O DVD “Do Rip Rap ao Flutuante” será lançado no canal do rapper Jander Manauara no YouTube, no próximo sábado (15/5). Foto: Divulgação
O novo trabalho do cantor, rapper e ativista Jander Manauara, que será lançado no próximo sábado (15/5), às 15h, é formado por canções que unem a preservação dos rios da Amazônia e o cotidiano amazonense. O artista lançará, de forma online, em seu canal no YouTube, o DVD “Do Rip Rap ao Flutuante”. O projeto mostra a história de Manaus através das águas (igarapés, rios e rip-raps) que refletem os sonhos e a resistência da população.
Falar de sustentabilidade e de protagonismo amazonense faz parte da trajetória do ativista e cantor, que já possui mais de 20 anos dedicados à cena do hip-hop local. Foi por meio da poesia e da arte que ele reuniu toda essa diversidade cultural e ainda convidou especialistas e outros artistas para levantarem essa bandeira, como a cantora Márcia Novo e o graffiteiro Denis L.D.O, entre outros.
Após três álbuns gravados, este é o primeiro DVD lançado por Jander, que apresenta a experiência como um processo de aprendizado e inspiração. “Quando coloquei o título “Do Rip Rap ao Flutuante” no meio do processo, nas escolhas das músicas, vi que não eram sobre o espaço físico, mas sim das falas das pessoas, de suas percepções com cada local que cada manauara atravessa no seu dia a dia. A poesia fala sobre esses desdobramentos corriqueiros urbanos e amazônicos ao mesmo tempo”, explicou Jander.
Ao todo, o DVD “Do Rip Rap ao Flutuante” reunirá oito faixas, metade delas inéditas, que demonstram a facilidade do rapper em contextualizar o cotidiano urbano com a vivência amazônica. São elas: “Flutuante”, “A Ponte”, “Amor de Robô”, “Mar Salgado”, “Pagar de Doido”, “Envenena a Flecha”, “Cheiro Bom” e “Indígenas de Amores”. Além da música, o projeto terá fragmentos documentais, trazendo o depoimento de quem hoje encabeça a luta para realizar o sonho de recuperar os igarapés da capital.
Os depoimentos serão intercalados com imagens captadas em locais como a Orla do Amarelinho e Feira da Panair, no bairro Educandos, a Feira da Manaus Moderna, e “braços” de igarapés nos bairros Novo Aleixo, São José, Comunidade da Sharp, entre outros.
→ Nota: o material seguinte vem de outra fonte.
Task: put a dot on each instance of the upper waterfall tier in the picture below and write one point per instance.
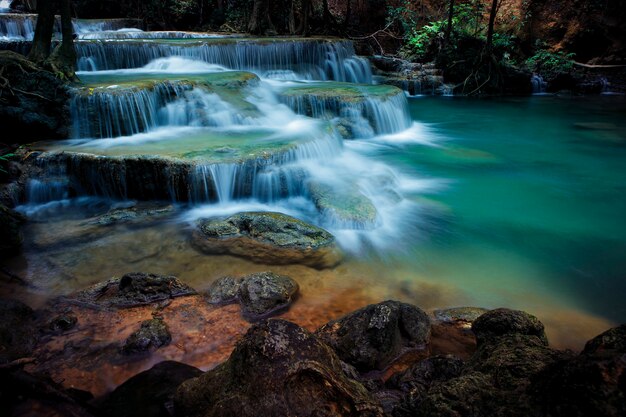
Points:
(185, 164)
(113, 105)
(21, 27)
(360, 110)
(282, 58)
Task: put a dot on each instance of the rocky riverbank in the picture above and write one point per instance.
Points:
(157, 334)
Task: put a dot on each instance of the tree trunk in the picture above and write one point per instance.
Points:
(329, 20)
(43, 32)
(292, 18)
(449, 27)
(303, 28)
(63, 58)
(260, 21)
(492, 19)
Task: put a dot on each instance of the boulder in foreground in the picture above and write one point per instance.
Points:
(277, 369)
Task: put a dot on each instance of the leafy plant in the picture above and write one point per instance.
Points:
(4, 159)
(549, 64)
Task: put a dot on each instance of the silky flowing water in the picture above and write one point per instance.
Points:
(514, 202)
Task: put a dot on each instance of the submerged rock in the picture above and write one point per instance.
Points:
(503, 321)
(372, 337)
(224, 290)
(152, 335)
(132, 215)
(496, 380)
(272, 238)
(277, 369)
(265, 293)
(513, 359)
(133, 289)
(343, 206)
(459, 315)
(18, 334)
(23, 394)
(62, 323)
(149, 393)
(10, 231)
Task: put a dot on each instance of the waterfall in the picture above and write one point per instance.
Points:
(16, 27)
(538, 84)
(310, 59)
(21, 27)
(363, 116)
(182, 117)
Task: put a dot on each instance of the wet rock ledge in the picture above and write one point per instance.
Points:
(265, 237)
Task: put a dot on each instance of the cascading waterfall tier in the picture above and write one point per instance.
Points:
(21, 27)
(201, 167)
(362, 110)
(17, 27)
(230, 121)
(140, 103)
(315, 59)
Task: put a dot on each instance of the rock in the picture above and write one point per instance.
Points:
(591, 384)
(10, 233)
(34, 102)
(131, 290)
(513, 359)
(24, 395)
(224, 290)
(265, 293)
(272, 238)
(471, 394)
(62, 323)
(415, 382)
(149, 393)
(152, 335)
(459, 315)
(345, 206)
(424, 373)
(372, 337)
(18, 334)
(276, 369)
(131, 215)
(503, 321)
(612, 341)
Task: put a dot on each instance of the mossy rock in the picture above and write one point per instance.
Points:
(10, 231)
(276, 369)
(266, 237)
(343, 206)
(343, 92)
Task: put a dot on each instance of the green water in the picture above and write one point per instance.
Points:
(534, 206)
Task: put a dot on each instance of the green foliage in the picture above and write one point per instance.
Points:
(426, 41)
(4, 159)
(550, 64)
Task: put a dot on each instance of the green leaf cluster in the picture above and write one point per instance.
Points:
(4, 159)
(549, 64)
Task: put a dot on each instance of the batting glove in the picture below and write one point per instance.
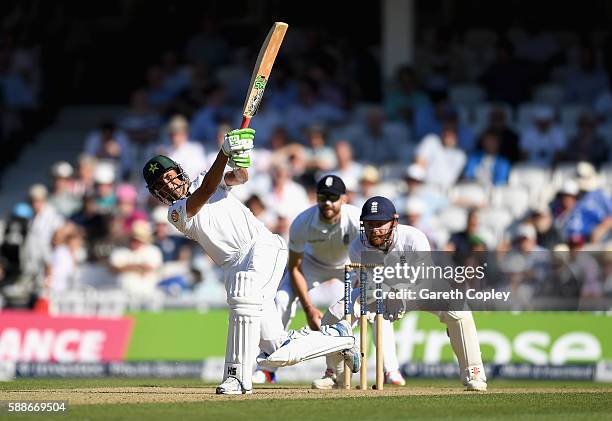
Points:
(238, 141)
(394, 309)
(240, 160)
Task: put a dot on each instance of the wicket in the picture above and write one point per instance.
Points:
(363, 324)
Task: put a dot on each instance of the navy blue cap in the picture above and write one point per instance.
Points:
(331, 184)
(378, 208)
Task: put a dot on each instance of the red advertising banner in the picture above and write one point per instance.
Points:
(35, 337)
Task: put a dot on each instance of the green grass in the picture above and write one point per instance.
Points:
(550, 406)
(561, 404)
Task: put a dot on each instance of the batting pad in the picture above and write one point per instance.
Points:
(464, 341)
(305, 345)
(243, 330)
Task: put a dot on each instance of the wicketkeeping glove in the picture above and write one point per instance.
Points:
(238, 141)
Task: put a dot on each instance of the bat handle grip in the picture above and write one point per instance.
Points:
(245, 122)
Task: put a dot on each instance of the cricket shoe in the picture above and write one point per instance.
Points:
(328, 381)
(232, 386)
(395, 378)
(476, 385)
(352, 356)
(264, 376)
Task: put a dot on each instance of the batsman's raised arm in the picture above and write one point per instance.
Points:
(237, 147)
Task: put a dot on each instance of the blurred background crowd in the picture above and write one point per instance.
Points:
(494, 139)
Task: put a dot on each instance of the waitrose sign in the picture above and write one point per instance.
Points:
(528, 337)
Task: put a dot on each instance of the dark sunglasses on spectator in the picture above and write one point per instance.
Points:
(324, 197)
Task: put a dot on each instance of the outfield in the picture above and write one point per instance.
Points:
(188, 399)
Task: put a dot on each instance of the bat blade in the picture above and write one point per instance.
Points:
(261, 72)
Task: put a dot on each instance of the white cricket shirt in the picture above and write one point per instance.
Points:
(324, 243)
(224, 227)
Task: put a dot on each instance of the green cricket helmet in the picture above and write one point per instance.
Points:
(169, 191)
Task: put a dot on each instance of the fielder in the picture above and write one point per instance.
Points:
(318, 250)
(385, 242)
(253, 260)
O vídeo foi gravado mês passado, na sede do Programa de Restauração Ecológica e Urbanização Sustentável da Amazônia (Reusa), no bairro Redenção. Foto: Divulgação
O vídeo foi gravado mês passado, na sede do Programa de Restauração Ecológica e Urbanização Sustentável da Amazônia (Reusa), localizado no bairro Redenção, que tem apoio da Fundação Amazônia Sustentável (FAS) e beneficia um coletivo de aproximadamente 30 mulheres com geração de renda, por meio de artesanato e reciclagem.
As peças utilizadas no figurino de Jander foram confeccionadas pelo coletivo, mostrando que o rap também é sustentável. “O rap tem muito essa pegada de ostentação. Mas a mensagem que eu queria transmitir é que hoje, ostentar é ser sustentável. E ter essa dinâmica com a sustentabilidade foi fundamental. Eu quis trabalhar esse lado de reutilização, com material pet. A gente utilizou algumas luminárias, um cocar feito de peça de ventilador, canudinhos, CDs, bastante material reciclável”, comentou Jander.
O rapper Jander Manauara atua no circuito independente desde 1999 e, em 2001, com o grupo Mensagem Positiva, foi eleito MC revelação pelo Movimento Hip Hop Manaus (MHM), e no período de 2000-2002 formou a banda ABDZ, mas sem registro posterior. Participou como DJ do grupo Consciência Profética entre os anos de 2003 a 2005, e fez seu primeiro registro solo como rapper com o EP de 2003, intitulada “Quase Nada”.
O regionalismo em forma de poesia soma-se ao ritmo (rap, ritmo e poesia) com sincronismo da dupla DJ Carapanã e Jander Manauara, registrado no primeiro disco em 2008, com o título de “Num vale 1 real!”. Em 2009, a dupla participou do festival Até o Tucupi, promovido pelo Coletivo Difusão (AM) e o circuito Fora do Eixo de Música (DF).